Models for regulation of gene expression by NuA3 HAT complex. (A) Opposing roles of NuA3 HAT and Rpd3S HDAC in regulation of histone acetylation at H3K36me3-enriched promoters. Transcription from an upstream lncRNA promoter targets H3K36me3 at the core promoter of mRNA target genes. In addition, transcription from the mRNA promoter places H3K36me3 in 3′ transcribed regions. Pdp3 of NuA3 HAT or Eaf3 chromodomain of Rpd3S HDAC modulates histone acetylation.

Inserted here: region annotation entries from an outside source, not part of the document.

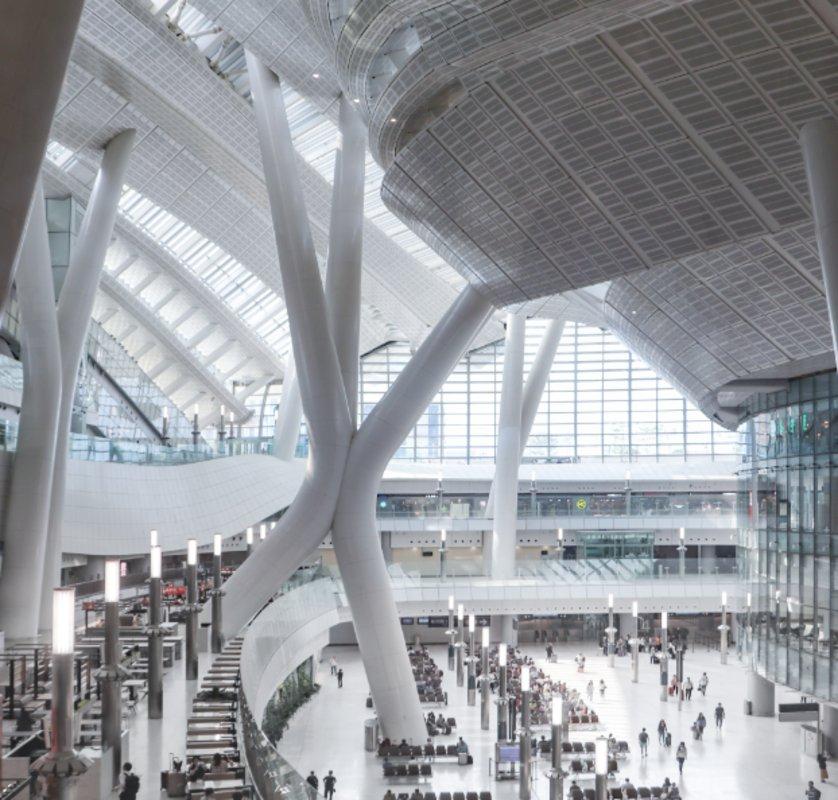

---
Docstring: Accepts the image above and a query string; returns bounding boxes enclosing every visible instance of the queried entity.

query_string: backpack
[120,772,140,800]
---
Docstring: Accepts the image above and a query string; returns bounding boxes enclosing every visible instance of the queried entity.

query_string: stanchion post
[518,664,532,800]
[32,588,90,800]
[146,545,163,719]
[497,642,509,742]
[661,611,669,703]
[185,539,199,681]
[480,627,492,731]
[457,603,466,686]
[210,533,224,653]
[547,695,564,800]
[466,614,477,706]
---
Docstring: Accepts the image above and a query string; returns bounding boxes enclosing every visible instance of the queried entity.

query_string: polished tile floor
[279,645,838,800]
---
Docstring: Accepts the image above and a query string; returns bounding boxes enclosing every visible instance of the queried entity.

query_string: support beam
[215,53,352,636]
[326,95,367,427]
[484,314,526,580]
[800,117,838,359]
[0,0,84,318]
[486,319,564,517]
[274,353,303,461]
[40,129,136,630]
[332,286,496,744]
[0,183,61,639]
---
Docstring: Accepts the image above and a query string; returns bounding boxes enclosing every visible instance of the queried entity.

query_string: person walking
[675,742,687,775]
[817,753,829,783]
[637,728,649,758]
[119,761,140,800]
[306,770,320,800]
[323,768,340,800]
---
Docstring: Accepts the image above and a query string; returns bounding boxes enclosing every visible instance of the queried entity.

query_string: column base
[745,670,774,717]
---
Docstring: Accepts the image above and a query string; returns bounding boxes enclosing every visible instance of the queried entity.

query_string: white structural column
[484,314,526,580]
[0,0,84,314]
[0,182,61,638]
[274,353,303,461]
[40,129,136,630]
[486,319,564,517]
[332,287,492,744]
[800,117,838,358]
[217,53,352,637]
[326,95,367,427]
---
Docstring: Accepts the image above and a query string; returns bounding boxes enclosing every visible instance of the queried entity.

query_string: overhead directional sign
[777,703,820,722]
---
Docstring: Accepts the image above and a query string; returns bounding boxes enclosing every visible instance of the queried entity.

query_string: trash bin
[364,717,378,753]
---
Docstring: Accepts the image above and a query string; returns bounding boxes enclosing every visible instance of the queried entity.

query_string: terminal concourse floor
[279,644,838,800]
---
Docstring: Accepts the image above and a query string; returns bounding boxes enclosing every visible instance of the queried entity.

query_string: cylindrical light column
[98,559,126,786]
[719,592,728,664]
[445,594,457,672]
[32,589,88,800]
[497,642,509,742]
[146,545,163,719]
[215,533,224,653]
[631,600,640,683]
[518,664,532,800]
[745,592,754,668]
[661,611,668,703]
[466,614,477,706]
[605,594,617,667]
[457,603,466,686]
[480,628,492,731]
[185,539,198,681]
[548,695,564,800]
[594,736,608,800]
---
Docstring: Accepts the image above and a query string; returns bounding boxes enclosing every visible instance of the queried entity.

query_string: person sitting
[15,706,35,733]
[186,756,207,783]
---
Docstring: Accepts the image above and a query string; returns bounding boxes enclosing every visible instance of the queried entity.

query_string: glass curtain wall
[359,320,738,462]
[739,373,838,700]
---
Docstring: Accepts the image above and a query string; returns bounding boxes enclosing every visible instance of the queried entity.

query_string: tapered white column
[326,95,367,425]
[486,319,564,517]
[0,182,61,639]
[41,129,136,629]
[217,53,352,636]
[800,117,838,358]
[0,0,84,318]
[274,353,303,461]
[332,286,492,744]
[484,314,526,592]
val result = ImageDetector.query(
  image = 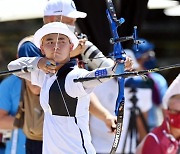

The Yng1 N-terminal region, Nto1, and Rco1 may interact with unmodified histone tails to stabilize chromatin binding of NuA3 HAT or Rpd3S HDAC. Antagonistic function of NuA3 HAT and Rpd3S HDAC fine-tunes mRNA and lncRNA expression dynamics upon environmental changes. (B) NuA3 HAT may compete with Rpd3L HDAC at H3K4me3-enriched promoters to regulate histone acetylation and TREM. The Yng1 PHD finger of NuA3 HAT or Pho23 PHD finger of Rpd3L HDAC binds to H3K4me3 to control histone acetylation. Optimal level of histone acetylation at H3K4me3-enriched promoters is important for regulation of TREM.